NEW DELHI - Fire has been central to human
evolution and to many of the world's religions. But when it moved
from hearths to industrial furnaces, and combustion engines became
the driving force of production, trade and transport, fire ceased
to be the great purifier and became the great polluter.
From then on, the CO2 produced by human activity
started to exceed the planet's capacity to absorb it.
Now climate instability in the form of more
extreme floods and droughts, more frequent heat waves and freezing
winters are the result of atmospheric pollution caused by wealthier
regions of the world and wealthier people.
Since 1950, the US has contributed 186.1 billion
tons of CO2, European Union 127.8, China 57.6 and India 15.5.
From 1850 to the mid-1990s, the global CO2
level of the atmosphere rose from 280 to 360 parts per million (ppm).
As the level of CO2 rises, more heat is trapped
by molecules of CO2, and global temperatures rise, creating climate
instability and threats to survival of humans and other species.
In addition to CO2, there are over a dozen over greenhouse gases.
The concentration of one of these, methane (CH4), has increased
from 0.7 parts per million four centuries ago to 1.7 ppm in 1988.
Recognizing that industrialization and the
age of petroleum had unleashed an unplanned experiment with the
atmosphere and climate, delegates from fifty countries met for the
first International Conference on the Changing Atmosphere in May
1988 to take steps to address the problem. An Inter-governmental
Panel on Climate Change (IPCC) was established, and today is made
up of 2,500 scientists.
In June 1992, at the Earth Summit in Rio, 132
heads of state approved the Framework Convention on Climate Change
- a negotiating mechanism to promote agreement among all nations
on how to respond to the gathering climate threat.
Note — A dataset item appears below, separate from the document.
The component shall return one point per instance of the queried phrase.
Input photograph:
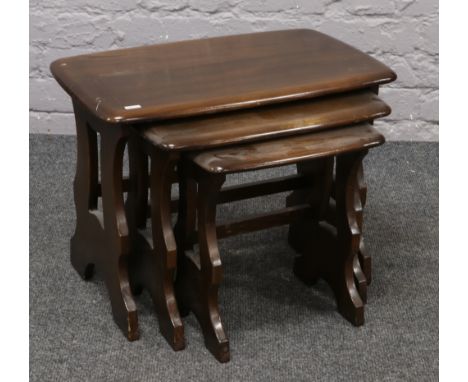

More than 160
countries have ratified it.
In December 1997, the delegates to the Climate
Change Convention met in Kyoto, Japan, to decide on targets and
timetables for reducing greenhouse gas emissions.
However, the fossil fuel lobby obstructed commitments.
The United States had always been skeptical about the Kyoto agreement
to curb greenhouse gases. One of the first things US president George
W. Bush did in office was to declare in March that his country would
not support the agreement and to abandon his campaign pledge to
curb CO2 emissions from power plants.
This was his reasoning: "Our economy has slowed.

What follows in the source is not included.